Pick’s conversion story is a good read, by turns poignant and funny. She and her fiancé, who is also not Jewish, earnestly try to create a Jewish life, “unplugging” for Shabbat, making the blessings, observing the Holy Days. As her connection with the community deepens, she finds safety in her Jewish friendships: she is among Jews and no longer needs to hide. But there is resentment too. Her Jewish friends get to “be” Jewish. Before she gets to “be” Jewish, she has to go through a long process the outcome of which is by no means certain.
But what sets this book apart from other accounts of conversion is that the narrative of Pick’s Jewish journey is interwoven with a parallel narrative of her struggle with depression. Real depression – not the blues, not sadness, but the kind of illness in which even the most mundane aspects of everyday life, like getting out of bed and brushing her teeth, is an odyssey of soul-crushing anguish. Somehow, though, “The more my life falls apart, the stronger my longing for Judaism becomes.” A red flag for a potential convert? Perhaps. But the American scholar Eric Wilson observes that “melancholy connects us to our fundamental self.”

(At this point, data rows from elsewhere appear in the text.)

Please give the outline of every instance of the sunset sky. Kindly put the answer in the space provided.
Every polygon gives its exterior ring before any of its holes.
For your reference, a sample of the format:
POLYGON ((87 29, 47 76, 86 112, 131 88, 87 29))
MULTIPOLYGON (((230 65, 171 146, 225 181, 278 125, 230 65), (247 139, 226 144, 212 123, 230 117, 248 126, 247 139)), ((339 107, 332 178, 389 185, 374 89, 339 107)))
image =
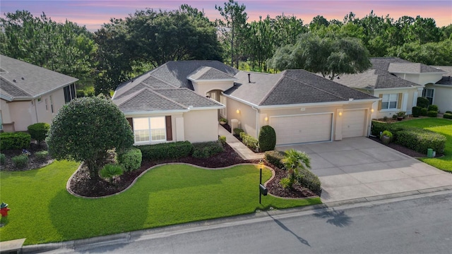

For a prospective convert to Judaism, just as for an artist – and Pick is both – emotional trauma can reveal deep veins of awareness and perception.
Pick’s sensibility is finely tuned to the nuances of Jewish history and of Jewish loss.
In the North American experience, abandoning Judaism has most often been associated with getting ahead in a new world, or with coping with ambient anti-Semitism. But, reflecting on her grandparents, and the magnitude of what they lost, Pick sees something much deeper: denial of Judaism acts to “halt trauma in its tracks … to ease the existence of pain itself … if you weren’t Jewish, there was nothing to mourn.” For Pick, her journey to reclaim her lost identity is also a process of mourning for those who have nobody left to mourn for them.
People come to Judaism for all kinds of reasons. Sometimes, it’s love. They are marrying Jews and want to create Jewish homes and Jewish families. Sometimes, they are true seekers, drawn to Judaism by its deep foundations in ethical monotheism, in law and in temporal justice. Some are what a friend of mine calls “tire-kickers,” people who dabble in various faiths, mixing and matching elements that suit them at any given time. And some are converting away from something, seeking redemption, or safety, in a new faith.
And then there are the ones like Alison Pick, those who long ago stood at Sinai, but then somehow lost their way. For those converts, it is time to come home.
Ironically, it is the lost Jews who are often least able to articulate why they want to convert. Sometimes, like Pick, all they can do is sit in a rabbi’s study and cry. We need to hold these ones especially close. We need to welcome them home.